Cullen House, on a peninsula jutting out from the Laguna Atascosa National Wildlife Refuge, slowly emerged from the horizon and made for an easy navigational landmark.

Laguna Atascosa is an internationally known birding destination and is allegedly the last U.S. refuge for the elusive ocelot, a beautifully spotted wild cat about twice the size of a typical house cat.

Ocelots are native to much of the tropical and sub-tropical Americas. The destruction and cultivation of vast swathes of Tamaulipan brushland, as well as flood control measures that have confined a sometimes feeble Rio Grande to a single channel rather than its historical, widespread delta, have reduced the amount of suitable habitat for the secretive ocelot and another small wild cat, the jaguarundi.

I write that the refuge is “allegedly” the last home of the ocelot north of the border because reports of the elusive cats trickle in from other pockets along the coast.

I’ve heard of ocelot sightings near my hometown of Rockport, on the Aransas National Wildlife Refuge, and I was even blessed to catch a glimpse of the distinctive jaguarundi – also known as the “otter cat,” – there once.

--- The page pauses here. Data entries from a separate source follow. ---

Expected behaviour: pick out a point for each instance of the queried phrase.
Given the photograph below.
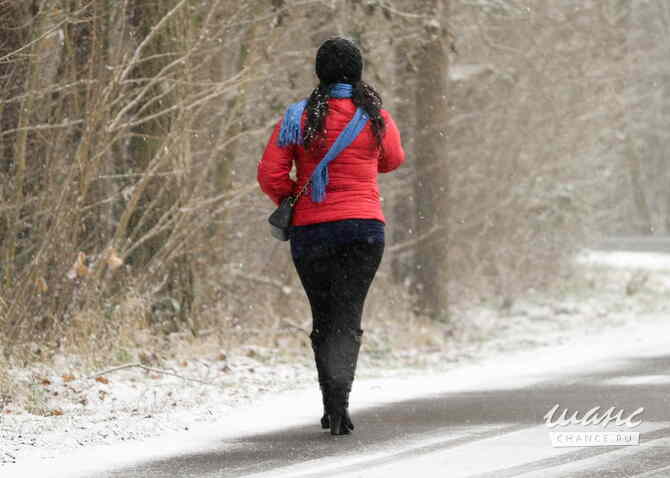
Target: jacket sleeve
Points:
(274, 168)
(393, 155)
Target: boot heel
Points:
(337, 426)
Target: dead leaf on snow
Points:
(113, 259)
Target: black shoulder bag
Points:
(280, 220)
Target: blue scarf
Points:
(291, 133)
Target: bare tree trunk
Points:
(431, 189)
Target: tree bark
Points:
(431, 187)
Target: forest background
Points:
(130, 132)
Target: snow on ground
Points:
(186, 404)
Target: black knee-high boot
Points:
(338, 353)
(323, 381)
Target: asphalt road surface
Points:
(487, 432)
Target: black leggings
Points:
(336, 279)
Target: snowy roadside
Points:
(82, 412)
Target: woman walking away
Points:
(339, 139)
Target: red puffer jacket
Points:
(352, 191)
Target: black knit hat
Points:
(339, 61)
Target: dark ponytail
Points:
(363, 96)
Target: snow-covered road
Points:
(483, 420)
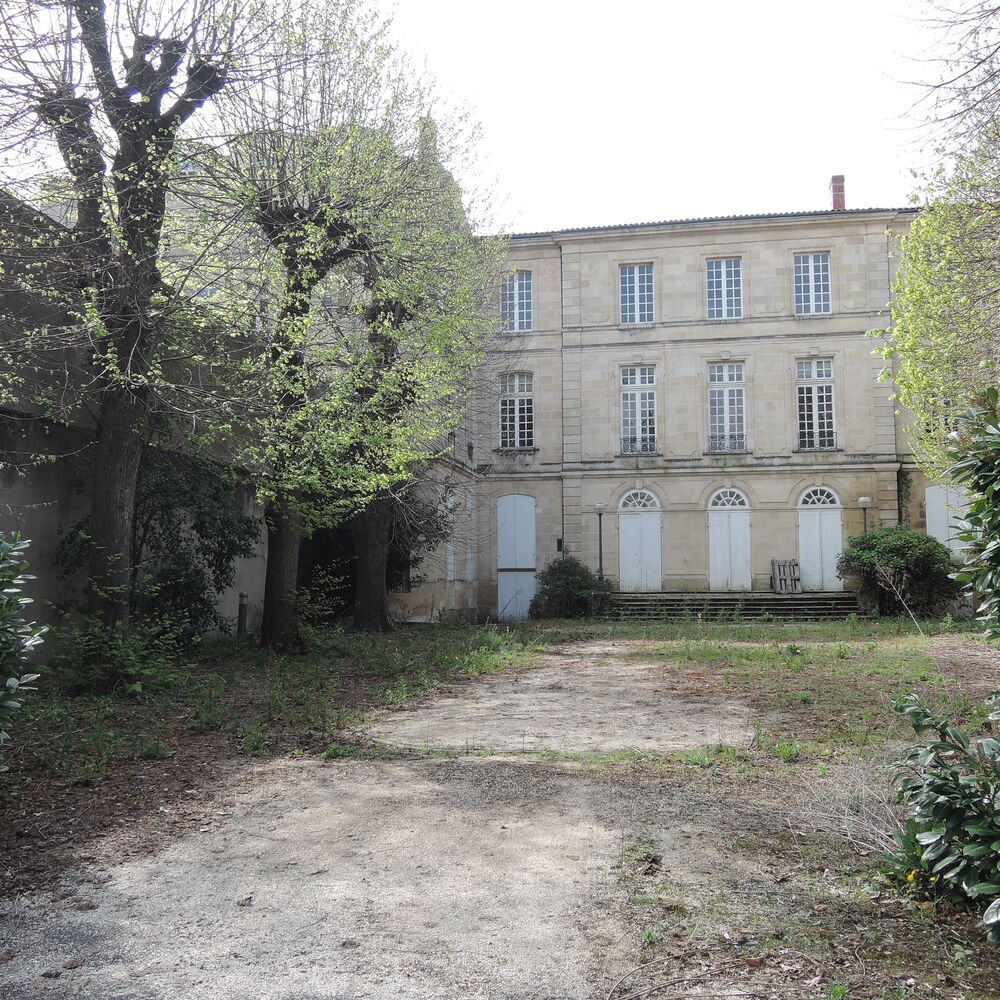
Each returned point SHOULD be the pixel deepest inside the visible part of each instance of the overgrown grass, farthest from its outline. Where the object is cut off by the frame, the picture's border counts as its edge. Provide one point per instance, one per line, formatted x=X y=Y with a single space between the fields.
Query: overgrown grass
x=255 y=702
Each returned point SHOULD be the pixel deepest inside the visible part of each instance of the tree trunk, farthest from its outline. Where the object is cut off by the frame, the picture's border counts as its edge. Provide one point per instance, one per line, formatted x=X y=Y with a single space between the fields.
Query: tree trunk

The presence of both animals is documented to the south of the Brownsville Ship Channel, in the strip of land between the port and the river. Thoughts of wild cats and the pressures of agricultural development were simply musings as we paddled this wild shoreline Monday.

More pressing: where to make camp for the night? As we neared Primero and Medio Islands, on either side of the Gulf Intracoastal Waterway, our considerations turned to things like where we could pitch tents where they would catch enough breeze to keep the mosquitos at bay, but not so much we’d be blown away during the night.

And could we find enough driftwood for a fire?

We settled at last on a likely looking spoil island with a wide beach and some high ground. What we couldn’t see from the water was that, with the cold front-assisted low tide, we’d be traversing 30 yards of sticky mud to get our boats ashore.

Doing that once, dragging a fully-loaded 16-foot kayak, is powerful inducement to stay put for the night. We quickly scouted the island, unloaded our boats and set-up camp.

With a fire crackling cheerfully behind a windbreak, Dean cooked fajitas and Ken cracked open the three celebratory beers we’d brought with us.

The sunset was pure South Texas … brilliant crimsons and oranges behind a screen of silhouetted mesquite and yuccas.

As the last brilliant colors turned to pastels in the western sky, lagniappe: wave after wave of ducks, probably redheads, making their way north behind the island and, then, over our heads.

I honestly felt – for a moment -- like I was standing in a Herb Booth painting.

Later, we watched a still-big waning moon rise over the Laguna Madre as bright Jupiter hung low in the west.

We marveled at the splash of brilliant stars, and slept early, lulled by the singing of coyotes.